Tableshift Logo

TableShift is a benchmark and associated Python library for machine learning with tabular data under distribution shift.

The TableShift Python package contains:

  1. An API providing unified access to 15 benchmark datasets with predefined real-world domain splits in only a few lines of Python code.
  2. Utilities for loading the datasets in a variety of widely-used formats for tabular data modeling, including as Pandas DataFrames, Torch DataLoaders, and Ray Datasets.
  3. Tools for applying common tabular preprocessing tasks such as normalization and categorical value encoding.

Additionally, the TableShift repo contains implementations of a variety of tabular data models, including scripts for training, evaluation, and hyperparameter tuning.

To get started with TableShift by running the pre-built Docker image:

# fetch the docker image
docker pull

# run it to test your setup; this automatically launches examples/
docker run --model xgb

The Docker image is useful for reproducing TableShift experiments and checking your setup.

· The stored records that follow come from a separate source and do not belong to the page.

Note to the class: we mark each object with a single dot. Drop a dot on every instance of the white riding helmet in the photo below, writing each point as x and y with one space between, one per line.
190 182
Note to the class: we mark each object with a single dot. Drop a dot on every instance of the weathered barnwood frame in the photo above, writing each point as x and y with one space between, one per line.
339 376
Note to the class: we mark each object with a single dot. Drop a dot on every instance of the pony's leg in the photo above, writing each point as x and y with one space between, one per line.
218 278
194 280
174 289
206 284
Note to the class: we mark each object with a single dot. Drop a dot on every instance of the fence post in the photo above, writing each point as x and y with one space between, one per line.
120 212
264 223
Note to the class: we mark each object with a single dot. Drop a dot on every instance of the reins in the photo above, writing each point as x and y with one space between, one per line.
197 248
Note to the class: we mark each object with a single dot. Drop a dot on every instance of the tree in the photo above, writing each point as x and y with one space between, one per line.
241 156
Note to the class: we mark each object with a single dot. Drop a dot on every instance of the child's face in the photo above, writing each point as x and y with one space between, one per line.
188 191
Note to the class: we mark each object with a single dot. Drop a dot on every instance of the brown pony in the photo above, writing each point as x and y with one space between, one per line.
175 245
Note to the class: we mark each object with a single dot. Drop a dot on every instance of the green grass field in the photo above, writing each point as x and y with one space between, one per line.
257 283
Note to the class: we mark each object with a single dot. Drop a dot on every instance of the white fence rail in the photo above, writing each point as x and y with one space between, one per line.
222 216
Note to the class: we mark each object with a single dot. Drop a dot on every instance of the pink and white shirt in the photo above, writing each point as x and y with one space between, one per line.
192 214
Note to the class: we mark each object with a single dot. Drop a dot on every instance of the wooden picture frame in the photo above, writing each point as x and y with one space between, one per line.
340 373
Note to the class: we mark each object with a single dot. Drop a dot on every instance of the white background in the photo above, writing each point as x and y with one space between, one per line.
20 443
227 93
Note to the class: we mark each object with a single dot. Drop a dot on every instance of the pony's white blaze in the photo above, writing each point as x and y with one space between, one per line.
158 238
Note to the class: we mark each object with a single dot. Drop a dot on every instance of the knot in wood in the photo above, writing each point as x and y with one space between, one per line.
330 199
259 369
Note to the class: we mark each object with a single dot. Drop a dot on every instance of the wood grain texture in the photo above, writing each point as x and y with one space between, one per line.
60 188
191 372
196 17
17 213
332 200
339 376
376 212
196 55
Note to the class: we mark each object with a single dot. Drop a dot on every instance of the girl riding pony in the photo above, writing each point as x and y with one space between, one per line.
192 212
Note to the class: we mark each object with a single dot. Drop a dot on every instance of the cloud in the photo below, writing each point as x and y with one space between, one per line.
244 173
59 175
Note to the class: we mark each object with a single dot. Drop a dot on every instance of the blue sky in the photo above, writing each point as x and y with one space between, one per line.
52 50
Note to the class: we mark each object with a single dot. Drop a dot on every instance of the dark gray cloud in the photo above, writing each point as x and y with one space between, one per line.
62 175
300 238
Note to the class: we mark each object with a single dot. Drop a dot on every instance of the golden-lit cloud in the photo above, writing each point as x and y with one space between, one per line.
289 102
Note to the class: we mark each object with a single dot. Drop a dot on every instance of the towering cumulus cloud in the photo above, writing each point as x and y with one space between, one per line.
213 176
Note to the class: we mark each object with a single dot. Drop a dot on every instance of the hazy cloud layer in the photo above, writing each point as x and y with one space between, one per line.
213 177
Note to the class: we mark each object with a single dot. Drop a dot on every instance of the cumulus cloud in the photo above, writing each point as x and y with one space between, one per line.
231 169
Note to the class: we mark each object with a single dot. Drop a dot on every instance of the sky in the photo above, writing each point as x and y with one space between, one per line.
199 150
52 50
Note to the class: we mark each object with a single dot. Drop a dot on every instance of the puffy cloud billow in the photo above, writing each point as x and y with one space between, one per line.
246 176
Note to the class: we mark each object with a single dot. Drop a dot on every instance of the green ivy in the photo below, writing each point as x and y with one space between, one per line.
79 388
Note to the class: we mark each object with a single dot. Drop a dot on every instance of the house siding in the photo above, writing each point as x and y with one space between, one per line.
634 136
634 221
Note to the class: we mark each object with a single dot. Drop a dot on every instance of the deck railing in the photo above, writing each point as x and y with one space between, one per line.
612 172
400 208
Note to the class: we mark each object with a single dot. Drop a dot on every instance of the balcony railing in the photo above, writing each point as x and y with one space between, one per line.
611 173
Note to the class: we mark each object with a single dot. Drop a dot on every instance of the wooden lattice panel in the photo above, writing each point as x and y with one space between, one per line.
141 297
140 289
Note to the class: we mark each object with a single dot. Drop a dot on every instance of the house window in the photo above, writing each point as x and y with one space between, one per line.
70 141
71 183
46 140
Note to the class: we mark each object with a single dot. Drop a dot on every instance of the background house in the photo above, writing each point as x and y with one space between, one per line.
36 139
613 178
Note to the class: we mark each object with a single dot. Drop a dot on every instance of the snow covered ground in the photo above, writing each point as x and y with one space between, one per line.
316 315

However, it's likely that you'll also want to develop your own models.

Below we show an example of how to access a TableShift dataset for model training:

# To run this Python code using the Docker environment from above, run:
# docker run -it --entrypoint=/usr/local/bin/python

from tableshift import get_dataset

dataset_name = "diabetes_readmission"
dset = get_dataset(dataset_name)

# Fetch a pandas DataFrame of the training set
X_tr, y_tr, _, _ = dset.get_pandas("train")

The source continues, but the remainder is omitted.